Elizabeth Downes named professor and MSN program director
Woodruff Health Sciences Center | June 22, 2017
Elizabeth Downes, DNP, MPH, has been appointed clinical professor of nursing and named program director for the Master of Science in Nursing (MSN) program at Emory's Nell Hodgson Woodruff School of Nursing. In her role as program director, she will provide leadership for the school's MSN program and will work with faculty and School of Nursing leadership to ensure excellence in preparing highly-skilled professional nurses for advanced practice nursing roles.
"Dr. Downes brings a wealth of knowledge and experience in designing and implementing student-centered learning programs both domestically and abroad," said Linda McCauley, PhD, RN, dean and professor of the Nell Hodgson Woodruff School of Nursing. "As chair of the Curriculum Committee she brings deep understanding of school's educational needs, objectives, and requirements and a commitment to continuous improvement that will serve her well in her new role as MSN program director."
Downes has served on the School of Nursing's faculty since September 2002, and previously served as specialty coordinator for the Family Nurse Practitioner/Nurse-Midwifery dual specialty program. Her experience in international and public health nursing spans more than 25 years.
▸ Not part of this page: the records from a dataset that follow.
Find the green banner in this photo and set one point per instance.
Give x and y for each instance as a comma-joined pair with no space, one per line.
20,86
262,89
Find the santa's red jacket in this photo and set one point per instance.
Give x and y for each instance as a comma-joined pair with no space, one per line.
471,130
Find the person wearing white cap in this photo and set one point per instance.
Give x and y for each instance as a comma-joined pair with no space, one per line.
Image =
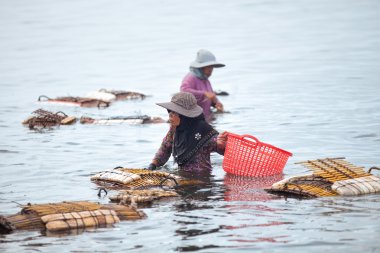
190,138
197,82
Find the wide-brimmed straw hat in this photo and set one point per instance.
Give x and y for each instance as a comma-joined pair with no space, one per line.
205,58
183,103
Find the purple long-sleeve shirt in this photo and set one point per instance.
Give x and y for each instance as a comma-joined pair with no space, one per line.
198,87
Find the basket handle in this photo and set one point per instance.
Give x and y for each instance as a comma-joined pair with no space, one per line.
246,136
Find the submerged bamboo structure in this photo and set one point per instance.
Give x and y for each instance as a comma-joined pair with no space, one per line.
128,178
81,213
330,177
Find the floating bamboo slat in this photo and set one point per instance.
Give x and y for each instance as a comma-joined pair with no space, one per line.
75,220
147,179
141,196
30,215
357,186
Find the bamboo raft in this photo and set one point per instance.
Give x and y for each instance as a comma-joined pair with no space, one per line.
330,177
67,215
141,196
76,101
133,120
44,119
120,178
124,95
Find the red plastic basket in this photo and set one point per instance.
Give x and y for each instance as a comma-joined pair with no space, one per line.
245,155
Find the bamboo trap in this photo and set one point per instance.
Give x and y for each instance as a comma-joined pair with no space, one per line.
335,169
141,196
143,179
30,217
331,177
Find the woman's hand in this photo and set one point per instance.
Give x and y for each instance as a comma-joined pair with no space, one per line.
210,95
221,141
219,107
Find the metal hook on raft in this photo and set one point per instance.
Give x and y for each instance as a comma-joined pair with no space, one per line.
43,96
373,168
168,178
100,192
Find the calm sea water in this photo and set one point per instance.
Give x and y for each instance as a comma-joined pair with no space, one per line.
302,75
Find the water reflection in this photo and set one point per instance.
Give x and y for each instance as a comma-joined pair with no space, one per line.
239,188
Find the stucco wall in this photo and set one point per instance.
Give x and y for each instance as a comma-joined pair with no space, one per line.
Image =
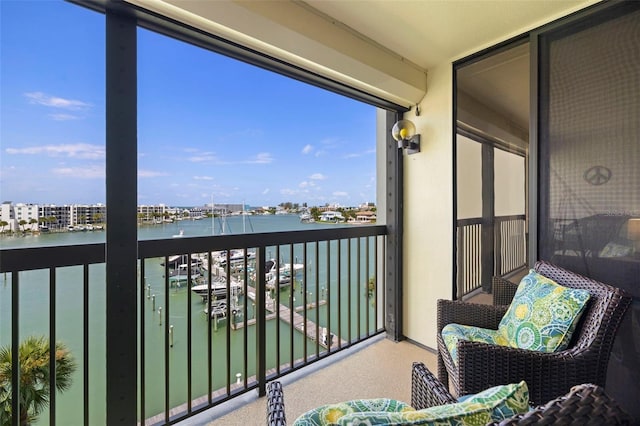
428,221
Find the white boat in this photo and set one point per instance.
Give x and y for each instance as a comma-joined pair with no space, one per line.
283,273
218,309
218,289
306,218
235,256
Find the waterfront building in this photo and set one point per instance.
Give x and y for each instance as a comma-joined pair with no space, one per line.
19,217
7,215
151,212
55,217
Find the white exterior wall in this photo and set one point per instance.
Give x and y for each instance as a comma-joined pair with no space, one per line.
428,202
7,215
428,217
26,212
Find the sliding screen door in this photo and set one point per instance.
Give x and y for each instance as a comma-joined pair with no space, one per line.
589,167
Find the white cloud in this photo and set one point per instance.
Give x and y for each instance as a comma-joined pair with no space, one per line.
262,158
79,150
91,172
150,173
40,98
64,117
202,157
305,184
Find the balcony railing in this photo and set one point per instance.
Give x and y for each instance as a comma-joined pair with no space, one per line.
508,254
218,316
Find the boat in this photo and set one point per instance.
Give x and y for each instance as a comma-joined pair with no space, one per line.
283,274
218,289
218,309
181,259
306,218
235,256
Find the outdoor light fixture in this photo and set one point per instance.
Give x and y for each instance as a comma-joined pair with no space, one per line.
405,133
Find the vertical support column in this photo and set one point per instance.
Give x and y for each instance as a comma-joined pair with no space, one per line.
261,323
394,191
122,244
488,215
15,348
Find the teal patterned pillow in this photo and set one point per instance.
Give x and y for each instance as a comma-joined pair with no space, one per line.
492,405
542,315
330,414
451,333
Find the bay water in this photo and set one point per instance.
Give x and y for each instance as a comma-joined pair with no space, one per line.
228,363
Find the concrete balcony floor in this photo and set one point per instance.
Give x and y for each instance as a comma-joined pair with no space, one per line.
378,368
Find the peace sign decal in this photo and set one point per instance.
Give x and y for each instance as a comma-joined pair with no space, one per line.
597,175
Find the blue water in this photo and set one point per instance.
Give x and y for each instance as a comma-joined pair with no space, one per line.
35,300
190,228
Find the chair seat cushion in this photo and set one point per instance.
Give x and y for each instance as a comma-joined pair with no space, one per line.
492,405
543,314
452,333
330,414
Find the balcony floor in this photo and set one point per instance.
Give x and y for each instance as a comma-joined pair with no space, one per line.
373,369
378,368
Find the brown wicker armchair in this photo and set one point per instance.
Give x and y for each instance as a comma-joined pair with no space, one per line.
548,375
585,404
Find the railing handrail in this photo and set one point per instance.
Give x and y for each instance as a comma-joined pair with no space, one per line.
27,259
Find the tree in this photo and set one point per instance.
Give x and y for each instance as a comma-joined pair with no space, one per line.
35,388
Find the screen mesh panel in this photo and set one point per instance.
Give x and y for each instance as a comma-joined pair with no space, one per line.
589,169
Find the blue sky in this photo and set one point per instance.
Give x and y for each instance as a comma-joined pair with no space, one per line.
208,126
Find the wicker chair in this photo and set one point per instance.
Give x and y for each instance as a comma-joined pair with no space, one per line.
585,404
548,375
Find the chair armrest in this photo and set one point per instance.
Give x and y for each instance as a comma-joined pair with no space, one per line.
482,365
503,290
275,405
426,390
584,404
453,311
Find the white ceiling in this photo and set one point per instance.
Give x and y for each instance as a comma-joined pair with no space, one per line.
384,47
428,32
431,32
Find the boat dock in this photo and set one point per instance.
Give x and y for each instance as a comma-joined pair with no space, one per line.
298,320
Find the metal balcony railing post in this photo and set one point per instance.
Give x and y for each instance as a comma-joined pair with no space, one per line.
261,324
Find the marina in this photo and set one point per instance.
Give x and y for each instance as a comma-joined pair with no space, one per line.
182,309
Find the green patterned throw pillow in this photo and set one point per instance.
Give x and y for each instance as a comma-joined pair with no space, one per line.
542,315
330,414
492,405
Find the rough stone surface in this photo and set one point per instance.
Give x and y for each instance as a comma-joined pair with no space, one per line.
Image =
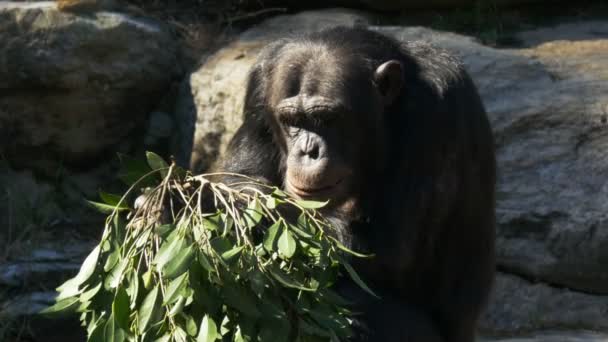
392,5
72,85
555,336
548,105
518,306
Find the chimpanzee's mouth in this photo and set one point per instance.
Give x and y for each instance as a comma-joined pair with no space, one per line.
316,192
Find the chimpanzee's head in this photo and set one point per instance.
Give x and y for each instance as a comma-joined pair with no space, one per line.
327,106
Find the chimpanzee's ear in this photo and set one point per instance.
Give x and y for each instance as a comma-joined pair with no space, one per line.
388,79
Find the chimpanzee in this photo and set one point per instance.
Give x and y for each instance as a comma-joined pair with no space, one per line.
396,136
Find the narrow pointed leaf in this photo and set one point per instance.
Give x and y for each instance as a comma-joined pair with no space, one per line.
147,309
174,288
180,263
88,266
105,208
355,277
287,244
120,308
208,330
113,200
270,237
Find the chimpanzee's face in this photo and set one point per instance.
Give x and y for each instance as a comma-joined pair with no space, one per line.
328,115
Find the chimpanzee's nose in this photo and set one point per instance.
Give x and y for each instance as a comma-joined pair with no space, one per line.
310,148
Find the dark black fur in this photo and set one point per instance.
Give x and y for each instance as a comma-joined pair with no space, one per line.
424,203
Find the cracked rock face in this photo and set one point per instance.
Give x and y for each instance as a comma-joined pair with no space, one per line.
548,105
74,85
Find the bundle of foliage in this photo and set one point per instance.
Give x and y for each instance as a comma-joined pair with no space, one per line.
169,271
As a returned Peace Corps volunteer, she worked to understand first-hand the needs and challenges of providing quality health care in resource-poor countries and has dedicated her career to developing sustainable educational strategies to support the expansion of highly-skilled Advance Practice Nursing (APN) workforces at home and abroad.
Her expertise in educational program development is internationally sought by such organizations as World Health Organization, USAID, the Department of State and the Carter Center, and has enhanced nursing clinical competency and capacity in more than a dozen countries, including Ethiopia, Fiji, Liberia, Mozambique, the Bahamas and Zimbabwe. The advanced practice nursing curriculum that she designed and implemented for the World Health Organization in the Western Pacific has created a sustainable domestic nursing workforce that can provide for population-specific needs of communities throughout the region. She has played a key role in the development of faculty continuing education and national curriculums for nursing schools in countries throughout Africa. Her textbook for educators, Educating Health Professionals in Low-Resource Countries, has shaped education and clinical training for health care professionals in many developing countries.
In addition to her work abroad, Downes leads many initiatives to improve health outcomes and access for vulnerable international communities within the United States, including refugees and migrant farmer workers. She is the graduate nursing lead for the Farmworker Family Health Program in Moultrie, Ga. that provides care for more than 600 farmworker families every year. She developed and leads the school's Coverdell Peace Corps Fellowship program and Emory's nursing-specific Complex Humanitarian Emergencies course that prepares nurses to assist in vulnerable countries destabilized by natural and man-made disasters.
Downes has been widely recognized for her work. She was recently named a fellow of the American Academy of Nursing, is a fellow of the American Academy of Nurse Practitioners and the National League for Nursing's Academy of Nursing Education She also served on the International Council of Nurses' Advanced Practice Nursing Network Policy sub-committee.